2. Hydrogen bromide reacts with propene to form either 1-bromopropane or 2-bromopropane. Explain why
2-bromopropane is the major product.
3. Explain how the reaction with bromine can be used to test for an alkene. Include the mechanism for the reaction between hex-1-ene and bromine in your answer.
a) Describe the process of addition polymerisation.
b) Show the repeating unit of the polymer that is formed from the addition polymerisation of chloroethene monomers. Name and give at least one use for this polymer.
Answer:
Explanation:
2-bromopropane is the major product because the reaction mechanism involves the formation of the most stable carbocation intermediate. When hydrogen bromide reacts with propene, the hydrogen atom from HBr adds to the carbon atom of the double bond that has fewer hydrogen atoms attached, resulting in the formation of a carbocation intermediate. The intermediate can either form 1-bromopropane or 2-bromopropane depending on the position of the carbocation. The 2-bromopropane is the major product because the secondary carbocation formed in this case is more stable than the primary carbocation formed in the case of 1-bromopropane.
To test for an alkene, bromine water can be used. When an alkene reacts with bromine water, the bromine molecule adds across the double bond, forming a colorless dibromoalkane product. The mechanism for the reaction between hex-1-ene and bromine involves the formation of a cyclic bromonium ion intermediate, followed by the attack of water on the intermediate, resulting in the formation of the dibromoalkane product.
a) Addition polymerization is a process in which unsaturated monomers are joined together to form a polymer.
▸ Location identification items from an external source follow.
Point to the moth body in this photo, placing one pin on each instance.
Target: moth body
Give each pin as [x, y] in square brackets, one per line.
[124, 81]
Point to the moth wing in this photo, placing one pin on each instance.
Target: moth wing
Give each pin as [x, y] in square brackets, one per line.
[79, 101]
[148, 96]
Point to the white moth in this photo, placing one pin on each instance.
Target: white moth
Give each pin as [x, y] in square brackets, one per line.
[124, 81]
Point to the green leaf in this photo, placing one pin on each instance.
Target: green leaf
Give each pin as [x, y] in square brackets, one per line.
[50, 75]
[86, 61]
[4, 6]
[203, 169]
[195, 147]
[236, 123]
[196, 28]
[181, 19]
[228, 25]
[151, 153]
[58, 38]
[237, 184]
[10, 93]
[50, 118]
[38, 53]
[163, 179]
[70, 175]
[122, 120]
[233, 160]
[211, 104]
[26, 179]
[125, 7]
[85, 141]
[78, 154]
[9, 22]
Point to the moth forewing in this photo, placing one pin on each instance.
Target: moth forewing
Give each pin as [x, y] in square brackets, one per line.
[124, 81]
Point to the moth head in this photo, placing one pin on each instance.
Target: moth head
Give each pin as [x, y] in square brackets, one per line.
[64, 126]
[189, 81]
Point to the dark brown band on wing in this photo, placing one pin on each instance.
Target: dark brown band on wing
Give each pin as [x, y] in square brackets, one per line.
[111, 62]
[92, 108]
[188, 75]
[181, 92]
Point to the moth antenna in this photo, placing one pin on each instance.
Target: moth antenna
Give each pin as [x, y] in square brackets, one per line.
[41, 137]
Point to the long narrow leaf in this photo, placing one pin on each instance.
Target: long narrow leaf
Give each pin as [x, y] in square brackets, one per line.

The process involves breaking the double bond of the monomer and joining the monomers together to form a long-chain polymer. The process requires a catalyst to initiate the reaction.
b) The repeating unit of the polymer formed from the addition polymerization of chloroethene monomers is -CH2-CHCl-. This polymer is called polyvinyl chloride (PVC), and it has a wide range of uses, including pipes, electrical cables, and vinyl flooring.